A deadlock occurs when there is a circular dependency on processes holding and requesting resources. The four conditions that must hold are:
- mutual exclusion: A resource can be held by at most one process.
- hold and wait: Processes that already hold resources can wait for another resource.
- non-preemption: A resource, once granted, cannot be taken away.
- circular wait: Two or more processes are waiting for resources held by one of the other processes.
Three approaches can be used for managing deadlock in distributed systems.
- A centralized deadlock detection approach uses a central coordinator to manage a resource graph of processes and the resources they are using. Each time a process wants to grab or releases a resource, it sends a message to this coordinator (waiting-for or releasing). The coordinator builds a graph of all the processes and the resources they are holding or waiting for. This is called a wait-for graph. If a cycle is detected, in the graph then the coordinator knows a deadlock exists. In some cases, if release and waiting-for messages are received out of order, they can lead the coordinator to believe that there is a deadlock cycle when none really exists. In reality the release message should have been processed first and would cause the deadlock to not happen. This condition is known as phantom deadlock.

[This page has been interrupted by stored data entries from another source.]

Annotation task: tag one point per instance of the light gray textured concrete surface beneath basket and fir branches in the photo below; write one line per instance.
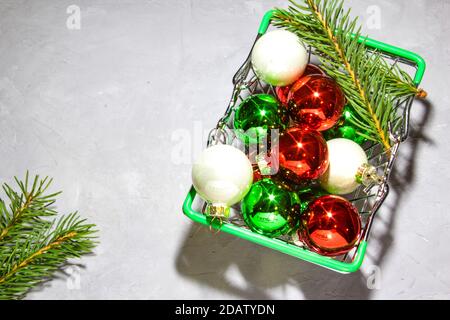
(103, 110)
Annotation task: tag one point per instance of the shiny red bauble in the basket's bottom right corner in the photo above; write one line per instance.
(330, 225)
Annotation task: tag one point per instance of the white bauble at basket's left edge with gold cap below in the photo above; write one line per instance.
(222, 175)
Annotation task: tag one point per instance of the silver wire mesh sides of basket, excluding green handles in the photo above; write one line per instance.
(366, 199)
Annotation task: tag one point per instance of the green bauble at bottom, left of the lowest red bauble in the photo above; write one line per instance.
(270, 209)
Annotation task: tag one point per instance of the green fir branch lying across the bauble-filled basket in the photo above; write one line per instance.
(369, 82)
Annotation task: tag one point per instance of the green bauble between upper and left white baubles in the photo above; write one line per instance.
(256, 116)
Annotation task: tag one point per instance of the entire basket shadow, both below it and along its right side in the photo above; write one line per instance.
(240, 268)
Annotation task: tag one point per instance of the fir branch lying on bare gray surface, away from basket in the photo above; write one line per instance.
(33, 243)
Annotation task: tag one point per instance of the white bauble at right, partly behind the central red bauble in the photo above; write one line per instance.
(345, 158)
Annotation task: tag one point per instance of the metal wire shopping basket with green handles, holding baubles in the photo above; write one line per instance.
(367, 200)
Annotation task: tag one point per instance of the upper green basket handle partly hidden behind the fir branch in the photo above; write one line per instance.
(417, 60)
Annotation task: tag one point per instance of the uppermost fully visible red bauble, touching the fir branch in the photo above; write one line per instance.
(315, 102)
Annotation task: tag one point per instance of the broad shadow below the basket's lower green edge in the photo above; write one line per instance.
(240, 268)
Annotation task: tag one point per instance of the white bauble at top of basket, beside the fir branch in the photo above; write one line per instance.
(279, 58)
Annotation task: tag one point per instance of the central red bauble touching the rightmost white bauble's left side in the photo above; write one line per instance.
(303, 155)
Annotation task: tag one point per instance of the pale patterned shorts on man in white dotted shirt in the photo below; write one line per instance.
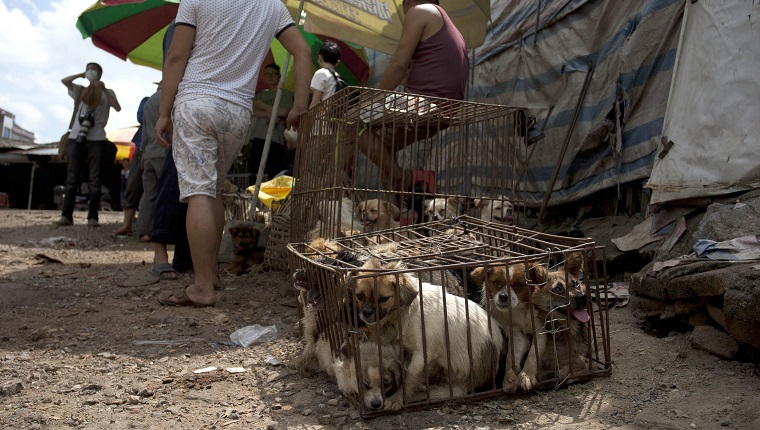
(208, 135)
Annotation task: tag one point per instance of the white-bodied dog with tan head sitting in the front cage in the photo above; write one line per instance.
(393, 307)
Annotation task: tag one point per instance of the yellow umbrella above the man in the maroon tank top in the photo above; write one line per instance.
(377, 25)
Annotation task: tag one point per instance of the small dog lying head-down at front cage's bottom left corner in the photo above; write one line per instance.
(381, 374)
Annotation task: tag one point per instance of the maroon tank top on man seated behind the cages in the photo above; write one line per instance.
(440, 63)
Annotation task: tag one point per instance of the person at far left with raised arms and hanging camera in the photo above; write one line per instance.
(86, 141)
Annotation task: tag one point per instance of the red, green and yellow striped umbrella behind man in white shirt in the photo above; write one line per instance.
(134, 30)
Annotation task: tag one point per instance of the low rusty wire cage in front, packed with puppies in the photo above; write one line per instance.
(436, 312)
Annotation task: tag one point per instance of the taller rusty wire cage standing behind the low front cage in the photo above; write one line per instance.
(370, 159)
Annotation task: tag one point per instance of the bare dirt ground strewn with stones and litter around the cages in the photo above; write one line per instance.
(77, 350)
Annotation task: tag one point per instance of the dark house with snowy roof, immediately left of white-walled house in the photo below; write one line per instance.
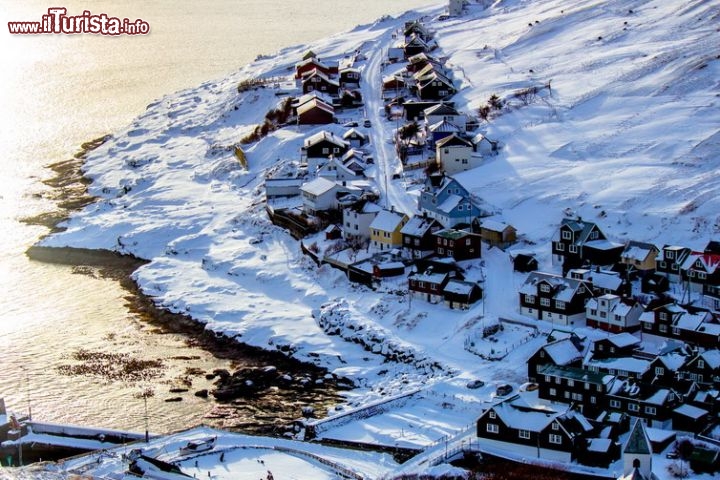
(555, 299)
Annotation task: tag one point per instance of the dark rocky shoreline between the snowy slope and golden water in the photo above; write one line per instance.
(263, 414)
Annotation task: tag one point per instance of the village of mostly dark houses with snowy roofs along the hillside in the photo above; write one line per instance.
(335, 199)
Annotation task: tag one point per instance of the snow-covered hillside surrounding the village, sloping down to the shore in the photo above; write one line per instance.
(627, 135)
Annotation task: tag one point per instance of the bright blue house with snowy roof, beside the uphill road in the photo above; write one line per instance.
(448, 202)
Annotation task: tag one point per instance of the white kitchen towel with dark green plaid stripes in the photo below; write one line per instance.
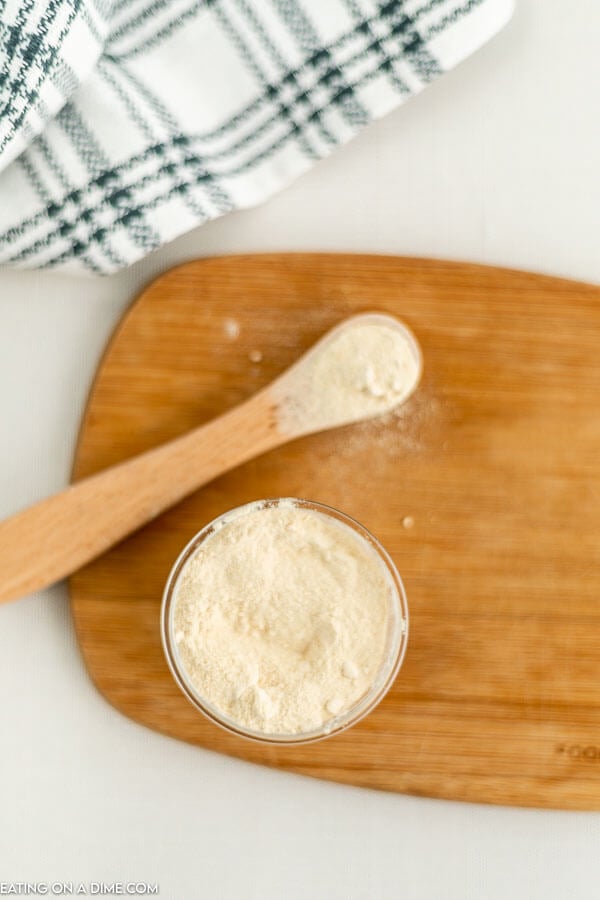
(124, 123)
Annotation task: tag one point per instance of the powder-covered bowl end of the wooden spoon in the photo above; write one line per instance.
(370, 365)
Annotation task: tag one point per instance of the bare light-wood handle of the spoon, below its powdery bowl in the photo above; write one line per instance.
(48, 541)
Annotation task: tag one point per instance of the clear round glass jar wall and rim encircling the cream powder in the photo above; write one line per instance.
(392, 658)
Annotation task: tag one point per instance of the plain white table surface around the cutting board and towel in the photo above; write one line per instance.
(497, 162)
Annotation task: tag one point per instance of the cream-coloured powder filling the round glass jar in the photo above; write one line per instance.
(282, 617)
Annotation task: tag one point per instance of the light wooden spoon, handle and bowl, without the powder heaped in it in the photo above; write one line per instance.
(53, 538)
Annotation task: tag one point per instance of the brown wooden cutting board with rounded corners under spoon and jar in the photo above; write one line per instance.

- The Chandy-Misra-Haas distributed deadlock detection algorithm has a process send a probe message to a process that is holding a resource prior to waiting for the resource. The receiving process forwards the probe to every process that contains resources it is waiting for. This is called edge chasing. If the original process receives its own probe message then it knows that a dependency cycle, and hence deadlock, will exist if it waits for the resource it wants.
- Deadlock prevention approaches require processes to access resources in restricted ways to ensure that a deadlock cannot occur. The approach to implementing this is to make decisions based on the timestamps of each transaction competing for resources.
- The wait-die algorithm states that if a younger process is using the resource, then the older process (that wants the resource) waits. If an older process is holding a resource, then the younger process that wants the resource kills itself (that’s ok; transactions are designed to be restartable). This forces the resource utilization graph to be directed from older to younger processes, making cycles impossible.
- The wound-wait algorithm ensures that the graph flows from young to old and cycles are again impossible. an old process will preempt (kill) the younger process that holds a resource. If a younger process wants a resource that an older one is using, then it waits until the old process is done.
- This requires predicting the precise resources that will be needed, the times they will be needed, and which processes will need them and manage resource allocation or transaction scheduling to ensure that this will not happen. This is generally impossible to predict and hence is not a practical approach.